Mike Holmes woke from a crazy restaurant-service nightmare Wednesday, only to learn a few minutes later that his restaurant had achieved one of his dreams.
“I was having this dream where it was the height of COVID, and we were having to do Wickman service at my parents’ house,” Holmes said. “Then I woke up, and we were looking at the James Beard nominations and said, ‘Wait, that says ‘Wickman House, Ellison Bay’!”
That listing was under the 20 nominations from around the country for Outstanding Restaurant – one of the top awards for the most prestigious accolades in the culinary world. Outstanding Restaurant honors an establishment that “demonstrates consistent excellence in food, atmosphere, hospitality and operations, while contributing positively to its broader community.”
That description fits Wickman House well.
“There’s definitely the ethos of, we gotta make this world better,” Holmes said. “It’s including everyone at your table and in your workforce. A place where everyone feels safe and good, and make it sustainable in an industry that really takes a lot from the land.”

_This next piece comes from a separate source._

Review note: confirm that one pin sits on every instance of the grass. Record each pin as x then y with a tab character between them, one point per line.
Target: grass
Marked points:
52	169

The honors have been given since 1991 to the best chefs and restaurants in the country, and this James Beard Award nomination is the first for a Door County restaurant. The list will be winnowed further March 29, and the winners will be honored June 5.

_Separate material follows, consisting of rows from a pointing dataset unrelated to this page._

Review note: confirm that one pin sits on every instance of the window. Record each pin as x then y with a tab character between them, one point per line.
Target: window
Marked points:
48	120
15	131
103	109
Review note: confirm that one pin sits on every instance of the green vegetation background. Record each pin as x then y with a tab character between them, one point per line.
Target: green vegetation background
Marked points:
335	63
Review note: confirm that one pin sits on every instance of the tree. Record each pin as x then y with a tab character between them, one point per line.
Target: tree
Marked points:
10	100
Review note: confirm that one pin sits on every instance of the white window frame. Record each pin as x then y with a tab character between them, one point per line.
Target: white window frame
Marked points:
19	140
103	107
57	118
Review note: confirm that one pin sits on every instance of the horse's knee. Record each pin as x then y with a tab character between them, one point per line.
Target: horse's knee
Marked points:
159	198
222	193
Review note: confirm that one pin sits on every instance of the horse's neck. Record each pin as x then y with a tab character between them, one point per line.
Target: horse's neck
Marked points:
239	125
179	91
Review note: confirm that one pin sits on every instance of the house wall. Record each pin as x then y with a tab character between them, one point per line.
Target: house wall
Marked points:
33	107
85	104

“It’s for the team,” Holmes said – particularly the restaurant’s team of chefs, general manager Josh Miller, and Holmes’ longtime sidekick behind the bar, Travis Ward. “What it means to me is all the hard work is honored. We’re doing the thing we set out to do, and hopefully we can recruit some more talent to this area and fulfill our mission and make everyone’s lives and community better. Something like this will attract more talent to our pool. It’s not about the other stuff; it’s that we’re doing it because we believe in a mission. Come to Door County, an amazing location, and help us do something great.”
Wickman House opened in 2012 and quickly earned a great reputation for its food and atmosphere, and later – once a liquor license was secured – for its extensive craft-cocktail menu. Holmes had worked behind the bar in its previous incarnation as T. Ashwell’s in the late 1990s and early 2000s before moving to New York and discovering the craft-cocktail and culinary scene there. He came back determined to bring that scene to Ellison Bay.
“I didn’t get into this because I want to get rich,” Holmes said. “It’s an industry I understand, I like creating something where people can have a good time and feel welcome.”